A couple of weeks ago I had to migrate about 5,000 clients from Novell OES eDirectory to an Active Directory domain.
None of the workstations were members of a NT- or AD-domain at that time.
But still ADMT was our tool of choice.
Index
Initial situation – How to migrate clients from non-AD to AD
Our client is using netIQ IDM. The migration of users, OUs and groups with netIQ IDM worked really well.
Of course you can simply join the clients with the AD domain as well, but the user would then get a new profile.
Believe me, it is no fun to explain 5,000 people that their desktops and other settings have been cleaned up – meaning are just not there anymore.
The environment at our customers was a pure ‘Novell network’. All clients were installed without AD domain and all used the Novell DLU policy.
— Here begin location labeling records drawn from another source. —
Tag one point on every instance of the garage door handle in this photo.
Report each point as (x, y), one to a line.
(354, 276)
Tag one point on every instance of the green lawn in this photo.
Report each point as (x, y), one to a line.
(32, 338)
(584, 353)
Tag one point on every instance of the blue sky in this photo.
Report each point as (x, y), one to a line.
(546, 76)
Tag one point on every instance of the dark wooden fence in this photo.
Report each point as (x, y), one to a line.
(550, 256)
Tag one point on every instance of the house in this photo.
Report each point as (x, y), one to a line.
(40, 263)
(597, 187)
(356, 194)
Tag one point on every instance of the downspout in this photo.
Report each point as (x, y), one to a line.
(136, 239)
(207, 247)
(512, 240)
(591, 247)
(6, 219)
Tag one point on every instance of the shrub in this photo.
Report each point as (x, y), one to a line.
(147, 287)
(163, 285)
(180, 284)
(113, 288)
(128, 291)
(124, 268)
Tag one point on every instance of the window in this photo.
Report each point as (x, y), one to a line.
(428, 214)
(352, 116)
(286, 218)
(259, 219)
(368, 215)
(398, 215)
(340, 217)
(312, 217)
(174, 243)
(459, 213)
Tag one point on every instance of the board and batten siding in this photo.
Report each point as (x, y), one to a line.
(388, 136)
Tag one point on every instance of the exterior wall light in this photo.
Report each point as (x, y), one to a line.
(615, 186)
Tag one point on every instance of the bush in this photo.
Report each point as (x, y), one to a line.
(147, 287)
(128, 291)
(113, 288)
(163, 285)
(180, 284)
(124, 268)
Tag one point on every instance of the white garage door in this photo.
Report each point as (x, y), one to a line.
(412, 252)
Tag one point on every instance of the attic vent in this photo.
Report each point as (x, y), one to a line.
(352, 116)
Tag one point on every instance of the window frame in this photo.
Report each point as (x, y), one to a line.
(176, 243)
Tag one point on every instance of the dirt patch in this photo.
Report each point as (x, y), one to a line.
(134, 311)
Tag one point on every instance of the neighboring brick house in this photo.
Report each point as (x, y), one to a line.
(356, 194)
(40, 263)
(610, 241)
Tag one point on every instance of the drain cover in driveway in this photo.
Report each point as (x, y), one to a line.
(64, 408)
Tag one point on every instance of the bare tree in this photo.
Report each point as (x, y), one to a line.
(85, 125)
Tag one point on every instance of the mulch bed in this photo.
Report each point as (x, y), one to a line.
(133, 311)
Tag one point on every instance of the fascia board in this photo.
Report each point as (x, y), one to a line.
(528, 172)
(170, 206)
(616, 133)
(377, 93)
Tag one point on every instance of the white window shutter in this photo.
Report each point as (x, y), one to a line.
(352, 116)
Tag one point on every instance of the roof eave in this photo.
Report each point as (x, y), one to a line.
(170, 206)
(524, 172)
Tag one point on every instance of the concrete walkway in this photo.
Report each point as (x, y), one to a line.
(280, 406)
The DLU policy ensures that every user is dynamically set up on the client at Novell-login.
Our task was to replace every single user on any client with the respective user in the AD-domain.
Novell client migration – Tool choice
If checked the tools on the market and thought that we have 3 ways to encounter the problem:
- Profile migration tools
- PC migration tools
- A solution with standard AD-to-AD migration tools
There is a number of tools with which it is possible to migrate profiles.
But this method seemed to be too complex and susceptible to problems.
There are also several migration tools on the market which handle full PC migrations.
The problem here was, that they are very expensive and that they do much more than we needed.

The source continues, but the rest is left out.